Was doing some profiling (sample based) which led me to some slower than expected functions, e.g.
//4 bits per channel natural light and artificial RGB
class LightValue16
{
...
explicit LightValue16(uint16_t value);
LightValue16(const LightValueF &);
LightValue16(int r, int g, int b, int natural);
int natural()const;
void natural(int v);
int artificialRed()const;
...
uint16_t data;
};
...
LightValue16 World::getLight(const Vector3I &pos)
{ ... }
This function does some maths to lookup the value via a couple of arrays, with some default values for above the populated part of the world. The contents are inlined nicely and looking at the disassembly looks about as good as it can get.with about 100 instructions. However one thing stood out, on all the return sites it was implemented with something like:
mov eax, dword pyt [ebp + 8]
mov cx, word ptr[ecx + edx * 2] ; or say mov ecx, Fh
mov word ptr [eax], cx
pop ebp
ret 10h
For x64 I saw pretty much the same thing. I didn't check my GCC build, but I suspect it does pretty much the same thing.
I did a little experimenting and found by using a uint16_t return type. It actually resulted in the World::getLight function getting inlined (looked like pretty much the same core 80 instructions or so, no cheats with conditionals/loops being different) and the total CPU usage for the outer function I was investigating to go from 16.87% to 14.04% While I can do that on a case by case bases (along with trying the force inline stuff I suppose), is there any practical ways to avoid such performance issues to start with? Perhaps even get a couple of % faster across the entire code?

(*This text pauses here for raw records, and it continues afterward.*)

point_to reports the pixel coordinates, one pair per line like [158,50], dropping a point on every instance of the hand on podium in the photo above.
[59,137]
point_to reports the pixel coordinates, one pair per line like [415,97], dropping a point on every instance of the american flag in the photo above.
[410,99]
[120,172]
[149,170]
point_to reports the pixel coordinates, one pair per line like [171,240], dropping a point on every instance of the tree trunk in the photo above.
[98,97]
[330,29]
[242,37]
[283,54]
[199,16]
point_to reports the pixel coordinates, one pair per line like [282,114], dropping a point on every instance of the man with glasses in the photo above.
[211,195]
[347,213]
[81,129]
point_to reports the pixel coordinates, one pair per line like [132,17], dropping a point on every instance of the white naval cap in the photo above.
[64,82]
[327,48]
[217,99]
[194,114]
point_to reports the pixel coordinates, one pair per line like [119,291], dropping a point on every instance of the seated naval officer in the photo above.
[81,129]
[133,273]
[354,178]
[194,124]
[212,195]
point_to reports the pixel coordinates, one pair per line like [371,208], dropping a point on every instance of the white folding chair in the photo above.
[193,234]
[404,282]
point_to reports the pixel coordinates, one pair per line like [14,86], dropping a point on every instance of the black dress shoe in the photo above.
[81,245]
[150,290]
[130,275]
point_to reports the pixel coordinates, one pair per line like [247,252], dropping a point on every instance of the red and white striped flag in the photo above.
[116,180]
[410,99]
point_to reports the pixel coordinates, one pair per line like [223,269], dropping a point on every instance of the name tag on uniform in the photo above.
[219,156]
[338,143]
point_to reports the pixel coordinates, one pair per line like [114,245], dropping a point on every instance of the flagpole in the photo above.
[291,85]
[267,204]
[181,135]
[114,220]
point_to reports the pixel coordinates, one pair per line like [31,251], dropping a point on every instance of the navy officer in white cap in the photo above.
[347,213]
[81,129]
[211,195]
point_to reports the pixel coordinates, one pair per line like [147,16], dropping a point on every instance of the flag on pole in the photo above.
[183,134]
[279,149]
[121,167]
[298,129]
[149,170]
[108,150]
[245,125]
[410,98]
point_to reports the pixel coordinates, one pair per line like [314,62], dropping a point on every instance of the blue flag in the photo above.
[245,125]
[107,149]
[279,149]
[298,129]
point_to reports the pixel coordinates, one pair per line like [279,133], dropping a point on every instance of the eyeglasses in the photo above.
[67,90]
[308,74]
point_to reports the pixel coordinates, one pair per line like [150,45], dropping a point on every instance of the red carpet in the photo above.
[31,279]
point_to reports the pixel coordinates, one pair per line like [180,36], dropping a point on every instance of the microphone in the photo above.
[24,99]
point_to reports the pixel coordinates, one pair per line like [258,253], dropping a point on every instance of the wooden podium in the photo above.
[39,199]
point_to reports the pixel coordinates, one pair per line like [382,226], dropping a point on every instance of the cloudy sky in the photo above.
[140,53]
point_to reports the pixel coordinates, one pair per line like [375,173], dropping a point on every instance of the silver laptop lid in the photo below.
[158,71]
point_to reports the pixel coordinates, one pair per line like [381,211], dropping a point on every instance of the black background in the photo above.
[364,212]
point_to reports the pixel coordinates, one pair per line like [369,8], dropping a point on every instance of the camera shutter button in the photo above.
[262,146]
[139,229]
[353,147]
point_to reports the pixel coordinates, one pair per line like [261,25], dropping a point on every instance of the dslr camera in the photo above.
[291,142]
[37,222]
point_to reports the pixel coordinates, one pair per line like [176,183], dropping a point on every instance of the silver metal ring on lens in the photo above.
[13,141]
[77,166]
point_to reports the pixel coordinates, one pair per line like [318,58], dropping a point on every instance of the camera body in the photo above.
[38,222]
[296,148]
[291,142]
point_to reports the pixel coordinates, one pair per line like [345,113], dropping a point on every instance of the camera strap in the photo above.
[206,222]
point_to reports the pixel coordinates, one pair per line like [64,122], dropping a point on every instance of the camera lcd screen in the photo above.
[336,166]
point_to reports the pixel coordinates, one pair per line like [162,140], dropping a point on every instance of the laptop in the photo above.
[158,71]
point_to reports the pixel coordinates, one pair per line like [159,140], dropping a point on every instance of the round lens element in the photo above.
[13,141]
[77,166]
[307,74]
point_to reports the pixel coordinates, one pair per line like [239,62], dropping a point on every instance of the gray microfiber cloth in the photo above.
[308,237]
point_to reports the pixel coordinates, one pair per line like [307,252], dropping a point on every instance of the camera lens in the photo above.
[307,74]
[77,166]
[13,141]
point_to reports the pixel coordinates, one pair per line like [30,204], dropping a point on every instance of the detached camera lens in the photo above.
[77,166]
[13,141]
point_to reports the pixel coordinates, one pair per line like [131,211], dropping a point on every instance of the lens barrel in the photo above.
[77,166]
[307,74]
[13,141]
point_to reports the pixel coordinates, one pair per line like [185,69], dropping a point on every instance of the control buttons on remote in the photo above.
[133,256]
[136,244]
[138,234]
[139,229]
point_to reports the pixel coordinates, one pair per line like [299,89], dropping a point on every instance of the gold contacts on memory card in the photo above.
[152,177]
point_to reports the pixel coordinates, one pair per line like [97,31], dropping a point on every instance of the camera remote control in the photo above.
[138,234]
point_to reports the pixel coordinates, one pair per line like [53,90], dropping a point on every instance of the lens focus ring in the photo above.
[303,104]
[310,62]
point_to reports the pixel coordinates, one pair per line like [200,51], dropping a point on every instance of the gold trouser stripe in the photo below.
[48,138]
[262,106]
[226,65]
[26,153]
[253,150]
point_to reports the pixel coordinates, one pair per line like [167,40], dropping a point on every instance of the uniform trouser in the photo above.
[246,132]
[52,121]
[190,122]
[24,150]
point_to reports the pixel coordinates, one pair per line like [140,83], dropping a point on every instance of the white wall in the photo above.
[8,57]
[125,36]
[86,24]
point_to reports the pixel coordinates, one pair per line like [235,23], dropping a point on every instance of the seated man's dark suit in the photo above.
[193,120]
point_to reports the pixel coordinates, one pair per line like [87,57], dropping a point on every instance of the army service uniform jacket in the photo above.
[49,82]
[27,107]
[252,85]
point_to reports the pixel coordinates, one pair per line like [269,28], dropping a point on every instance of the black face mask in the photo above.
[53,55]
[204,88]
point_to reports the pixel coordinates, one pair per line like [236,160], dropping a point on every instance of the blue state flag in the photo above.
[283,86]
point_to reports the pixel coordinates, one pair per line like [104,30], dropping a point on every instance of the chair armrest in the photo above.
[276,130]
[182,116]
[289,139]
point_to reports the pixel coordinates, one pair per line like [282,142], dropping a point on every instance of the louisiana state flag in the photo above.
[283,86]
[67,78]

The best I can think of just now is to just use the primitive types in such cases ( < 4 or perhaps 8 byte objects) and move all the current member stuff into non member functions, so more like as done in C, just with namespaces.
Thinking about this I guess there is also often a cost to stuff like "t foo(const Vector3F &p)" over "t foo(float x, float y, float z)"? And if so, over a program extensively using the const&, could it add up to a significant difference?